After the presidential elections in Turkey ended in August 2014 and a new government was established, Turkey and the EU started a renewed discussion about possible accession, which is now part of Turkey’s domestic agenda. The main issues are: trade and economic integration; the EU accession process including visa liberalization, mobility and migration (irregular migration); foreign policy interactions; and counterterrorism. The regional situation calls for increased consistency between Turkey’s and the EU’s foreign policy goals. Turmoil along Turkey’s south-eastern border has become a threat to the EU’s homeland security as well as to Turkey’s.
Impact of Syrian war on Turkey
The rise of the Islamic State since June 2014 has largely changed the situation in Syria and Iraq with massive consequences for Turkey: more refugees, asylum requests, and resettlement concerns, attacks on Syrian Kurds, repercussions for the Turkish Kurds, transit of jihadists to and from Syria, and exports of oil from Islamic State controlled territories.

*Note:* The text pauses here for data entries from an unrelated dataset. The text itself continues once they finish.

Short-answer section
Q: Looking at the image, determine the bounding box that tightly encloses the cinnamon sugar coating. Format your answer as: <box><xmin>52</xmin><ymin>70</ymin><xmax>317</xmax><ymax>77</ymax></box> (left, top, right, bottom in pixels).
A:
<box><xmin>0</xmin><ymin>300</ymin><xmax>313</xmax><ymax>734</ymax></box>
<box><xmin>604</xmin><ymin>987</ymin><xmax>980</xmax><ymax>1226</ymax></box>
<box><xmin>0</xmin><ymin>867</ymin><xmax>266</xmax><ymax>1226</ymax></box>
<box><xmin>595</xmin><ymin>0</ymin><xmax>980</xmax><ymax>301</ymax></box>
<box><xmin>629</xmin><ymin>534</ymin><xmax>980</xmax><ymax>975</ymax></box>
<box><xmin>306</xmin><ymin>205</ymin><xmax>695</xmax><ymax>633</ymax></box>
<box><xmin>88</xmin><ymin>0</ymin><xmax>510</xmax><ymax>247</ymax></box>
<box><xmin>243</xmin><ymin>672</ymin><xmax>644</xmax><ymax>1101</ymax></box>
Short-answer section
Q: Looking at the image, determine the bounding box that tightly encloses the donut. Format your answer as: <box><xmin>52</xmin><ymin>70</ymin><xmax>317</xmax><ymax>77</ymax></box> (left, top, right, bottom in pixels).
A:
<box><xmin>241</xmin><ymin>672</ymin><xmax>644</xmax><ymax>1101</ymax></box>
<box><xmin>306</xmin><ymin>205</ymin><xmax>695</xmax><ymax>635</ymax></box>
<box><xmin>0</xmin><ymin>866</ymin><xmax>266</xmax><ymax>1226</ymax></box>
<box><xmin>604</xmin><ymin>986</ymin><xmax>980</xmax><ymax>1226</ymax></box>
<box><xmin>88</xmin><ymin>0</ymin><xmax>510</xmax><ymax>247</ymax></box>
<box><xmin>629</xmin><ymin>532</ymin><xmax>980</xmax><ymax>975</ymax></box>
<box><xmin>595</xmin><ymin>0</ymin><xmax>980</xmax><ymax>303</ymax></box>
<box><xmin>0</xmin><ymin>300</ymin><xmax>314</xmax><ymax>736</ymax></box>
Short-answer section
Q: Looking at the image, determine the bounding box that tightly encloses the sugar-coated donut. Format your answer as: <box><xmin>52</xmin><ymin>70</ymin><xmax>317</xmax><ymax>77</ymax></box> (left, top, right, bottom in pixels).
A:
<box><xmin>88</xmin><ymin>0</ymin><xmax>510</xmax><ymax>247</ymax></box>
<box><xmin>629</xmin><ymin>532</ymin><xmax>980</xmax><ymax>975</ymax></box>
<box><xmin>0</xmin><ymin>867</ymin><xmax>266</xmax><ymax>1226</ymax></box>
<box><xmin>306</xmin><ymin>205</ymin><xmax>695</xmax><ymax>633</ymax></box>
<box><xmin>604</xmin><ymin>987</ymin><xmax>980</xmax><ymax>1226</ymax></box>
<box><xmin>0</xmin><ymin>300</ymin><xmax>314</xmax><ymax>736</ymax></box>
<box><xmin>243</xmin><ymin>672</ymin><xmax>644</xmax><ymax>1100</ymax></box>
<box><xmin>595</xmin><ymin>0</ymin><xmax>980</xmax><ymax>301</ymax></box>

As of mid-May 2016, more than 2.7 million Syrian refugees are living in Turkey and many of them tried in 2015 to cross the border with Bulgaria—which is also the border with the EU. Turkey is now confronted with a heavy humanitarian burden and a direct impact on its own society.
On 18 March 2016, the EU made a deal with Turkey on the refugee crisis. With this deal, the EU is providing about 6 billion Euro in return for Turkey taking back refugees who had entered the EU illegally through Greece. At the same time the EU opened new chapters of Ankara’s possible accession negotiations. How will the new developments in Turkey influence these negotiations? The EU has already warned that the introduction of the death penalty would mean no EU membership, but what about all the other democracy, rule of state and human rights violations that are piling up at the moment?
Cyprus as a frozen conflict
Another significant conflict within the European Union was the issue of the division of Cyprus between Turkish-Cyprus and Greek-Cyprus. In this situation, EU accession was perceived to be aimed towards finding a resolution to the division of the island and to create pressure to reach a solution. It has been determined that the most progress in resolving the conflict was done within the last three years before accession, with accession effectively acting as a major catalyst in discussions of reuniting. Although the country is reunited and a member of the EU today, the use of EU accession as a catalyst did not have a completely positive outcome on the situation between Turkey and Cyprus. At the Luxembourg summit of 1997, Cyprus was accepted as a candidate country despite the fact that it was still divided at the time. Meanwhile, at the same summit, Turkey was told that it had to work on finding a solution to the Turkey-Cyprus conflict before it would become a candidate country. This had utterly disastrous effects on EU-Turkey relations. A new round of UN talks on Cyprus began in May 2015 after a lengthy pause.
If there is a reset in EU-Turkey negotiations, one should not only focus on the refugee deal but much broader cooperation is essential, such as on the rule of law and freedom of expression and on the peace process with the Kurds in Turkey’s southeast.